Overview of business continuity with Azure SQL Database

This overview describes the capabilities that Azure SQL Database provides for business continuity and disaster recovery. Learn about options, recommendations, and tutorials for recovering from disruptive events that could cause data loss or cause your database and application to become unavailable. Learn what to do when a user or application error affects data integrity, an Azure region has an outage, or your application requires maintenance.

SQL Database features that you can use to provide business continuity

SQL Database provides several business continuity features, including automated backups and optional database replication. Each has different characteristics for estimated recovery time (ERT) and potential data loss for recent transactions. Once you understand these options, you can choose among them - and, in most scenarios, use them together for different scenarios. As you develop your business continuity plan, you need to understand the maximum acceptable time before the application fully recovers after the disruptive event - this is your recovery time objective (RTO). You also need to understand the maximum amount of recent data updates (time interval) the application can tolerate losing when recovering after the disruptive event - this is your recovery point objective (RPO).

The following table compares the ERT and RPO for the three most common scenarios.

Capability Basic tier Standard tier Premium tier
Point in Time Restore from backup Any restore point within 7 days Any restore point within 35 days Any restore point within 35 days
Geo-restore from geo-replicated backups ERT < 12h, RPO < 1h ERT < 12h, RPO < 1h ERT < 12h, RPO < 1h
Restore from Azure Backup Vault ERT < 12h, RPO < 1 wk ERT < 12h, RPO < 1 wk ERT < 12h, RPO < 1 wk
Active geo-replication ERT < 30s, RPO < 5s ERT < 30s, RPO < 5s ERT < 30s, RPO < 5s

Use database backups to recover a database

SQL Database automatically performs a combination of full database backups weekly, differential database backups hourly, and transaction log backups every five - ten minutes to protect your business from data loss. These backups are stored in geo-redundant storage for 35 days for databases in the Standard and Premium service tiers and 7 days for databases in the Basic service tier. For more information, see service tiers. If the retention period for your service tier does not meet your business requirements, you can increase the retention period by changing the service tier. The full and differential database backups are also replicated to a paired data center for protection against a data center outage. For more information, see automatic database backups.
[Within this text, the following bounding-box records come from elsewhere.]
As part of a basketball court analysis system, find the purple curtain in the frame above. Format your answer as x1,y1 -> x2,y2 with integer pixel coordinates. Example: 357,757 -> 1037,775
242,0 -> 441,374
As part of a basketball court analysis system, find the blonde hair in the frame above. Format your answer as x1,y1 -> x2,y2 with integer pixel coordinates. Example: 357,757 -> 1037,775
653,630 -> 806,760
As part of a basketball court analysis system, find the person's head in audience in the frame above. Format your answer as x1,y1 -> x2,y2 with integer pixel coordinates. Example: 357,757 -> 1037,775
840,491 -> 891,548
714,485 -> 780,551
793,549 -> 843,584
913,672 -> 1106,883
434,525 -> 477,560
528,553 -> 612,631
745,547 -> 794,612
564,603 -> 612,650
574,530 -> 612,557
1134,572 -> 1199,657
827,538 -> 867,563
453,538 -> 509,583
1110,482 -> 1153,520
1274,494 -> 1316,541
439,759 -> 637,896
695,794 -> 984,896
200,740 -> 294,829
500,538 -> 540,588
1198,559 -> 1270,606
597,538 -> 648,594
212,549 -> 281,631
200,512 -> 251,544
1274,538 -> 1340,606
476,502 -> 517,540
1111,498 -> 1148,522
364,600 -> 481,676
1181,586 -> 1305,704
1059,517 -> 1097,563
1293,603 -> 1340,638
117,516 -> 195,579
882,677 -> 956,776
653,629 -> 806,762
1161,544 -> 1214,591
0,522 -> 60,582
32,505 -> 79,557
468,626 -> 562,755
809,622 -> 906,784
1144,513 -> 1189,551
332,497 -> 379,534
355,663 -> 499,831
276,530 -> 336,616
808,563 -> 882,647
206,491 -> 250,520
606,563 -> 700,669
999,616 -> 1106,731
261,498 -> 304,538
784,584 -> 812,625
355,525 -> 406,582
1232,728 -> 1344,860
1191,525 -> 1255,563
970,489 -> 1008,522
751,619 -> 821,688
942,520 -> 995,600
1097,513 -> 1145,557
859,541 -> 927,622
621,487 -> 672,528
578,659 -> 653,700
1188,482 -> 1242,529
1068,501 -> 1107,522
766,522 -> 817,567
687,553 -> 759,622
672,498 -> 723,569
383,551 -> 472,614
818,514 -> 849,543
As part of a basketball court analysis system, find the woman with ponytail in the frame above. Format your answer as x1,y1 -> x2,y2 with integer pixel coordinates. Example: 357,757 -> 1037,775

If the built-in retention period is not sufficient for your application, you can extend it by configuring a database long-term retention policy. For more information, see long-term retention.

You can use these automatic database backups to recover a database from various disruptive events, both within your data center and to another data center. Using automatic database backups, the estimated time of recovery depends on several factors including the total number of databases recovering in the same region at the same time, the database size, the transaction log size, and network bandwidth. The recovery time is usually less than 12 hours. When recovering to another data region, the potential data loss is limited to 1 hour by the geo-redundant storage of hourly differential database backups.

Important

To recover using automated backups, you must be a member of the SQL Server Contributor role or the subscription owner - see RBAC: Built-in roles. You can recover using the Azure portal, PowerShell, or the REST API. You cannot use Transact-SQL.

Use automated backups as your business continuity and recovery mechanism if your application:

  • Is not considered mission critical.
  • Doesn't have a binding SLA - a downtime of 24 hours or longer does not result in financial liability.
  • Has a low rate of data change (low transactions per hour) and losing up to an hour of change is an acceptable data loss.
  • Is cost sensitive.

If you need faster recovery, use active geo-replication (discussed next). If you need to be able to recover data from a period older than 35 days, use long-term backup retention.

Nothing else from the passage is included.